Serial Number: 44
Year: 2016
Kind of Traffic: Real
Publicly Available: Yes
Count of Records: 4060 nodes
Features Count: 3
No. of citations: 12
Attack Type: DDOS
Download Links: Not Available
Abstract: Hekmati and colleagues emphasized that effectively detecting Distributed Denial of Service (DDoS) attacks constitutes a crucial step in their prevention. The prospective creation of a NN model for detection is expected to pose challenges, given the widespread infiltration of IoT networks by malicious entities and the complex nature of botnet attacks. The availability of substantial and pertinent datasets are pivotal, yet many existing datasets do not specifically address environments of IoT. To address this deficiency, the researchers introduced an urban-IoT DDOS-dataset obtained from a substantial real-world experiment conducted in an urban Internet of Things (IoT) system within a significant city. This dataset comprises 4060 spatially distributed sensors activated by events.

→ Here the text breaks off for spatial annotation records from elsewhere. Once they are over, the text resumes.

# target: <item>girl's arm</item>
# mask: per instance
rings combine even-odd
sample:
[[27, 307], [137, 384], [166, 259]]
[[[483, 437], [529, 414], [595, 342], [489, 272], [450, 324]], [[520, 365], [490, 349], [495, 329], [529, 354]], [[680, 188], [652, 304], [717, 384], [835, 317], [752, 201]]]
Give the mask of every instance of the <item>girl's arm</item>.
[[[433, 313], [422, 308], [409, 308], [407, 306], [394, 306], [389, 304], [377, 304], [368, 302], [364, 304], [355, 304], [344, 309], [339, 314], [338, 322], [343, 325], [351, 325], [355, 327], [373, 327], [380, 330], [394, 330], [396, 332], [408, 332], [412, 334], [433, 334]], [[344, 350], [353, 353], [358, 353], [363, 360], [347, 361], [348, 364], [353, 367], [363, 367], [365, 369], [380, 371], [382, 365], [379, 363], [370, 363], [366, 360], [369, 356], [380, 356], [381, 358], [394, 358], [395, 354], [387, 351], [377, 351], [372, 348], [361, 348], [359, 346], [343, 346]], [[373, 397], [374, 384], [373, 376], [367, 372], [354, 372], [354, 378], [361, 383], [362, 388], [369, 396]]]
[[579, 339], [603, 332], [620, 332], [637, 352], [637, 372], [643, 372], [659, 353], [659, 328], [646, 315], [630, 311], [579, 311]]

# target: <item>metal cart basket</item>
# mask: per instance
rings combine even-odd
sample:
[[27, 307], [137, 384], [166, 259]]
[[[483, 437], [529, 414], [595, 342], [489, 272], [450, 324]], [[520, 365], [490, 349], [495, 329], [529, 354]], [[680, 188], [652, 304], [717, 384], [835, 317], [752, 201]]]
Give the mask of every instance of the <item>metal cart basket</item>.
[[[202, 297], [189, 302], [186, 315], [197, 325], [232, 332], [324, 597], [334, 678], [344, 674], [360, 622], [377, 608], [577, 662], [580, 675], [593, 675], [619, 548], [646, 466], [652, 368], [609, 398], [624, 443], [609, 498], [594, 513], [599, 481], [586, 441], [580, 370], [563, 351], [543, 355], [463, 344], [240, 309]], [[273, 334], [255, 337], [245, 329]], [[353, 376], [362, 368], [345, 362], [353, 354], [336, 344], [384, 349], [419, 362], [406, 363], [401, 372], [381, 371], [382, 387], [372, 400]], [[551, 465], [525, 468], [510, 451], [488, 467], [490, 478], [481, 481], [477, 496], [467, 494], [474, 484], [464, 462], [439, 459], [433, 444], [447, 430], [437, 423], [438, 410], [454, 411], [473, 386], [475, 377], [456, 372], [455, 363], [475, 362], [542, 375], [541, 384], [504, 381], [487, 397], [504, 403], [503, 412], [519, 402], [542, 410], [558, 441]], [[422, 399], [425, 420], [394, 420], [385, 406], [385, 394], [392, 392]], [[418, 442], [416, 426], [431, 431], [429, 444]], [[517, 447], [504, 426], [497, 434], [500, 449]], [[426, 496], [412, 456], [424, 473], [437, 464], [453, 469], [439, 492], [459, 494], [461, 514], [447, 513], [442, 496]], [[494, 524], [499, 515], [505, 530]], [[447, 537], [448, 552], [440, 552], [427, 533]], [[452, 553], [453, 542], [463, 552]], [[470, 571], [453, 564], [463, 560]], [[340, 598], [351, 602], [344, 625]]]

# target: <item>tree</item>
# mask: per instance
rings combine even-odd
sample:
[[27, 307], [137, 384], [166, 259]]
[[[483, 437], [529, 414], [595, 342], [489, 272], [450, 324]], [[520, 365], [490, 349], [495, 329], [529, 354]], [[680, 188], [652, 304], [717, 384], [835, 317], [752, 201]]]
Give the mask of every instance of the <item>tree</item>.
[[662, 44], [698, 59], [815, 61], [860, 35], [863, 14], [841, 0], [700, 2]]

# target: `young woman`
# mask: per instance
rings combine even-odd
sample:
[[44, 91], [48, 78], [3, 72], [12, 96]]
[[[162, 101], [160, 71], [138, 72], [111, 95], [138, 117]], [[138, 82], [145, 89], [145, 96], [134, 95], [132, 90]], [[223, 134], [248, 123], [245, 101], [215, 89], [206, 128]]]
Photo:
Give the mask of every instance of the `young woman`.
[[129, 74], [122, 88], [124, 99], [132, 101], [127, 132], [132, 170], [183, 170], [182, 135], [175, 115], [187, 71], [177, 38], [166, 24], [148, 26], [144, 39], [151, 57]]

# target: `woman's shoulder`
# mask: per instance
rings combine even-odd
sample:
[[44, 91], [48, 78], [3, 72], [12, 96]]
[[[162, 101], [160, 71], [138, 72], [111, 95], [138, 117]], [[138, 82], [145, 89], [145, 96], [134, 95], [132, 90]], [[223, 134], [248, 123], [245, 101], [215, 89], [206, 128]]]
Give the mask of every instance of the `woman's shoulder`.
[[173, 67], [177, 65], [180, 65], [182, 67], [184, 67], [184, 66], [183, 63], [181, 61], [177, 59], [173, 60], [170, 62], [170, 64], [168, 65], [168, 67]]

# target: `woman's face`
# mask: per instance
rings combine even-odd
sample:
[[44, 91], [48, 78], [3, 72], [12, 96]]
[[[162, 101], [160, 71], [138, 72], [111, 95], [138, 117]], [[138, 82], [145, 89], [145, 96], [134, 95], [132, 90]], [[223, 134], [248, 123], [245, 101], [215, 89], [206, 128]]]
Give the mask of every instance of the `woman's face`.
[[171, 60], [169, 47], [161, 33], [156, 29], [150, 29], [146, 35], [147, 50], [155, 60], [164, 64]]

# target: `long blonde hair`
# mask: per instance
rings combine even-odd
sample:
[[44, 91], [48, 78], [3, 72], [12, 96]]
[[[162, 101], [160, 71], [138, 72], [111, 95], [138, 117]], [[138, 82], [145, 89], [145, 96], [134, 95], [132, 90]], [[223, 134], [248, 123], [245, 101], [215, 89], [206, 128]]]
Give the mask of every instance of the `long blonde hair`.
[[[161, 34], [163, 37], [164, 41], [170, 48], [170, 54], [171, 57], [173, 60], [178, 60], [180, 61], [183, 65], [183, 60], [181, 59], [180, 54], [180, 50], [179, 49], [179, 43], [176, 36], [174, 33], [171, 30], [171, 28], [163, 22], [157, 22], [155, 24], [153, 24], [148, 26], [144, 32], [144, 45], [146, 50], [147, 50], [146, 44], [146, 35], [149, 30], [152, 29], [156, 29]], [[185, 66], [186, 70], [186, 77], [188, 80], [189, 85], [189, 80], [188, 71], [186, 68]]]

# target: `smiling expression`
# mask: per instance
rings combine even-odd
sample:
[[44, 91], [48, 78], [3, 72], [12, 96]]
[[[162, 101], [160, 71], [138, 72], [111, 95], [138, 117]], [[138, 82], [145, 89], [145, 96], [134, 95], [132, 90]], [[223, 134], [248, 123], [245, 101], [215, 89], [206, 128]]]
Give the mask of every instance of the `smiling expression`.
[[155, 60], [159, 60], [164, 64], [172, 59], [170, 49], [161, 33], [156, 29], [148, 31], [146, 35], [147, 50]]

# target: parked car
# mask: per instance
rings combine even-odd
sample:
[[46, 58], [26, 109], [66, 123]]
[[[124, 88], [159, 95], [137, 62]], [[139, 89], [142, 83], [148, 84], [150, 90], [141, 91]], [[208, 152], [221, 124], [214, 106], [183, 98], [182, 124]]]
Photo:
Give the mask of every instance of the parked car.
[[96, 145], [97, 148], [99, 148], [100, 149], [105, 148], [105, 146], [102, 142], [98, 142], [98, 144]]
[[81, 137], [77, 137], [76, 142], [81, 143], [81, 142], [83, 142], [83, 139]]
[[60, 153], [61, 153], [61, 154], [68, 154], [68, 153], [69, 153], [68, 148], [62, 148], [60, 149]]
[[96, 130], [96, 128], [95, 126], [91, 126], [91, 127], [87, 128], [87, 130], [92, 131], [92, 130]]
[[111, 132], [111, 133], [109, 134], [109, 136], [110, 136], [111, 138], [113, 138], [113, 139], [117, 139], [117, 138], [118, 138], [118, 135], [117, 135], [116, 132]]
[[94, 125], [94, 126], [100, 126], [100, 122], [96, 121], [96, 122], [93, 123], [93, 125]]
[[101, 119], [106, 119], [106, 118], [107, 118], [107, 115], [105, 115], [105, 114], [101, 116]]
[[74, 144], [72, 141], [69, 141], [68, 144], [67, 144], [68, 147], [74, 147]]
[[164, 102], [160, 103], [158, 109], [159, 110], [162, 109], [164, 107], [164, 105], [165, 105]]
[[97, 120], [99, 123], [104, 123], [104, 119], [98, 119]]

The recorded data encompasses the binary activity status of each node, documented at 30-second intervals over the course of a month. Furthermore, three metadata fields such as timestamps for the node's activity status, geolocation (longitude and latitude) of the node, and node ID are included. The researchers also provided a script for generating attacks within this dataset. It's important to note that alterations in node activity status are recorded as "zero" for normal activity, and "one" for occurrences of attacks. Both the script for generating attacks and the dataset are available in CSV format.